Adeno-associated virus (AAV) is one of the most actively investigated gene therapy vehicles. It was initially discovered as a contaminant of adenovirus preparations, hence its name. Simply put, AAV is a protein shell surrounding and protecting a small, single-stranded DNA genome of approximately 4.8 kilobases (kb).

Transgenes recombinant AAV delivery vector has already been granted USA patent in 2015 for the treatment of Hepato-Cellular cancer. With extensive knowledge and experience on viral vectors, in particular AAV, Transgene is at poised to grab the emerging opportunities in gene therapies and gene editing technologies.

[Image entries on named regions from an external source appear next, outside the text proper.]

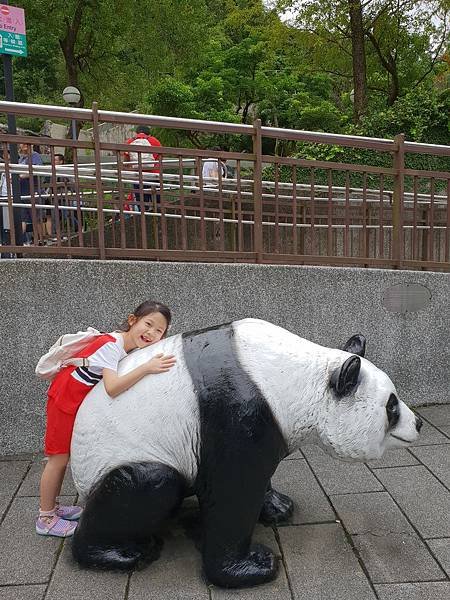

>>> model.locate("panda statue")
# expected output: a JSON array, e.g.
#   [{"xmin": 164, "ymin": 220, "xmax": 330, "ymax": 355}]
[{"xmin": 71, "ymin": 319, "xmax": 422, "ymax": 587}]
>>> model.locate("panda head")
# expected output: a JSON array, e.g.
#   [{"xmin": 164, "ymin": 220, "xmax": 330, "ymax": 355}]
[{"xmin": 318, "ymin": 351, "xmax": 422, "ymax": 461}]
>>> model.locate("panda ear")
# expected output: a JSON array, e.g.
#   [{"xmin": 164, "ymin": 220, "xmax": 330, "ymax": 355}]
[
  {"xmin": 330, "ymin": 356, "xmax": 361, "ymax": 397},
  {"xmin": 341, "ymin": 333, "xmax": 366, "ymax": 356}
]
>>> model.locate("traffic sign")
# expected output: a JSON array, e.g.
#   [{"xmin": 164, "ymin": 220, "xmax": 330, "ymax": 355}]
[{"xmin": 0, "ymin": 4, "xmax": 28, "ymax": 56}]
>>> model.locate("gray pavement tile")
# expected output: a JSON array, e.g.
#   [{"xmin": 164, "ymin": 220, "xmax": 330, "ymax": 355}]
[
  {"xmin": 427, "ymin": 538, "xmax": 450, "ymax": 577},
  {"xmin": 210, "ymin": 525, "xmax": 291, "ymax": 600},
  {"xmin": 330, "ymin": 492, "xmax": 414, "ymax": 535},
  {"xmin": 411, "ymin": 444, "xmax": 450, "ymax": 489},
  {"xmin": 46, "ymin": 540, "xmax": 128, "ymax": 600},
  {"xmin": 0, "ymin": 585, "xmax": 46, "ymax": 600},
  {"xmin": 17, "ymin": 460, "xmax": 77, "ymax": 496},
  {"xmin": 353, "ymin": 533, "xmax": 445, "ymax": 583},
  {"xmin": 376, "ymin": 466, "xmax": 450, "ymax": 538},
  {"xmin": 411, "ymin": 421, "xmax": 450, "ymax": 447},
  {"xmin": 128, "ymin": 529, "xmax": 209, "ymax": 600},
  {"xmin": 284, "ymin": 450, "xmax": 304, "ymax": 460},
  {"xmin": 375, "ymin": 581, "xmax": 450, "ymax": 600},
  {"xmin": 366, "ymin": 448, "xmax": 419, "ymax": 469},
  {"xmin": 0, "ymin": 498, "xmax": 67, "ymax": 585},
  {"xmin": 417, "ymin": 404, "xmax": 450, "ymax": 437},
  {"xmin": 279, "ymin": 523, "xmax": 375, "ymax": 600},
  {"xmin": 0, "ymin": 460, "xmax": 30, "ymax": 520},
  {"xmin": 303, "ymin": 446, "xmax": 383, "ymax": 494},
  {"xmin": 272, "ymin": 460, "xmax": 335, "ymax": 524}
]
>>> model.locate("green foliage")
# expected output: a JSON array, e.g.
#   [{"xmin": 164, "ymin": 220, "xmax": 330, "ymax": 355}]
[{"xmin": 0, "ymin": 0, "xmax": 450, "ymax": 159}]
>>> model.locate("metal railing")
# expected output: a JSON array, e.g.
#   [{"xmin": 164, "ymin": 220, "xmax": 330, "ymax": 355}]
[{"xmin": 0, "ymin": 102, "xmax": 450, "ymax": 271}]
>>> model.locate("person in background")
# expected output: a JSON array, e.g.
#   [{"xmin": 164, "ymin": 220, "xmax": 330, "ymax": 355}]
[
  {"xmin": 0, "ymin": 150, "xmax": 12, "ymax": 258},
  {"xmin": 16, "ymin": 144, "xmax": 43, "ymax": 245},
  {"xmin": 43, "ymin": 153, "xmax": 78, "ymax": 241},
  {"xmin": 202, "ymin": 146, "xmax": 228, "ymax": 188},
  {"xmin": 123, "ymin": 125, "xmax": 161, "ymax": 208}
]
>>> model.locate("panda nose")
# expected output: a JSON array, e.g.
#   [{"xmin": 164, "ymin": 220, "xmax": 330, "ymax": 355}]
[{"xmin": 416, "ymin": 415, "xmax": 423, "ymax": 432}]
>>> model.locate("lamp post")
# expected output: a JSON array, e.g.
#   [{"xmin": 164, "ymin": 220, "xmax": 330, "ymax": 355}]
[{"xmin": 63, "ymin": 85, "xmax": 81, "ymax": 141}]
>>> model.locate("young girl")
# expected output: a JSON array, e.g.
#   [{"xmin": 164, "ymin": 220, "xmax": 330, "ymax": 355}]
[{"xmin": 36, "ymin": 301, "xmax": 175, "ymax": 537}]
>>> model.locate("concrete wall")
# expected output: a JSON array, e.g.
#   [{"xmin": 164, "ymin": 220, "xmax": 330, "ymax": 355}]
[{"xmin": 0, "ymin": 260, "xmax": 450, "ymax": 454}]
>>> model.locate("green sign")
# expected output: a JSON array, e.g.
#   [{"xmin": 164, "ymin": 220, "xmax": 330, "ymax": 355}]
[
  {"xmin": 0, "ymin": 4, "xmax": 28, "ymax": 56},
  {"xmin": 0, "ymin": 30, "xmax": 27, "ymax": 56}
]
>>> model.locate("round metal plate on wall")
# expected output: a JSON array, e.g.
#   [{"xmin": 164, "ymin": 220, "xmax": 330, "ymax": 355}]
[{"xmin": 383, "ymin": 283, "xmax": 431, "ymax": 314}]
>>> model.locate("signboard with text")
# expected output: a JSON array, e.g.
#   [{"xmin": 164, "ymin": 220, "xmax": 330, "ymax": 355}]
[{"xmin": 0, "ymin": 4, "xmax": 28, "ymax": 56}]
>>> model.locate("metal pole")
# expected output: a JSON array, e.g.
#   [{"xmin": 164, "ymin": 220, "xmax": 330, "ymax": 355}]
[
  {"xmin": 72, "ymin": 119, "xmax": 77, "ymax": 142},
  {"xmin": 392, "ymin": 133, "xmax": 405, "ymax": 268}
]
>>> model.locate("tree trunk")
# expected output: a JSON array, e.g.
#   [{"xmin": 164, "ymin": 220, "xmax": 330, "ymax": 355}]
[{"xmin": 348, "ymin": 0, "xmax": 367, "ymax": 122}]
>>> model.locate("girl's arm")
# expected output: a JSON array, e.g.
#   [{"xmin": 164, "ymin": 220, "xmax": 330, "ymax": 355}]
[{"xmin": 103, "ymin": 354, "xmax": 176, "ymax": 398}]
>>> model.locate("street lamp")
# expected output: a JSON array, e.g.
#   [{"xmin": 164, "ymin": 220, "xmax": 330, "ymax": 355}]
[{"xmin": 63, "ymin": 85, "xmax": 81, "ymax": 141}]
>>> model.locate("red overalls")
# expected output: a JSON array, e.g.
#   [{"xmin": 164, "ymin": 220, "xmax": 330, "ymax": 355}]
[{"xmin": 45, "ymin": 333, "xmax": 117, "ymax": 455}]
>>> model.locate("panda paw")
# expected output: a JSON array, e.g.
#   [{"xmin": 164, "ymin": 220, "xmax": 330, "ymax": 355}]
[
  {"xmin": 72, "ymin": 536, "xmax": 162, "ymax": 571},
  {"xmin": 205, "ymin": 544, "xmax": 278, "ymax": 588},
  {"xmin": 259, "ymin": 488, "xmax": 294, "ymax": 525}
]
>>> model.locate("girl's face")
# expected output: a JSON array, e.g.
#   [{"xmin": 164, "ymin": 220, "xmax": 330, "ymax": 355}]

Internal Auditing and Controls

The internal control systems of the Company are adequate and commensurate with the size of operations. These controls ensure that transactions are authorized, recorded and reported on time. They ensure that assets are safe guarded and protected against loss or unauthorized disposal.

The Internal Audit department carried out audits in different areas of the Companys operations. Post-audit reviews were carried out to ensure that audit recommendations were implemented.

The Audit Committee of the Board of Directors reviewed the audit program and findings of the Internal Audit department.


The outlook for Transgene is highly promising considering the emerging prospects for TrabiORAL in its wide and diverse application covering various clinical segments such as Diabetes, Cancer and Vaccine areas.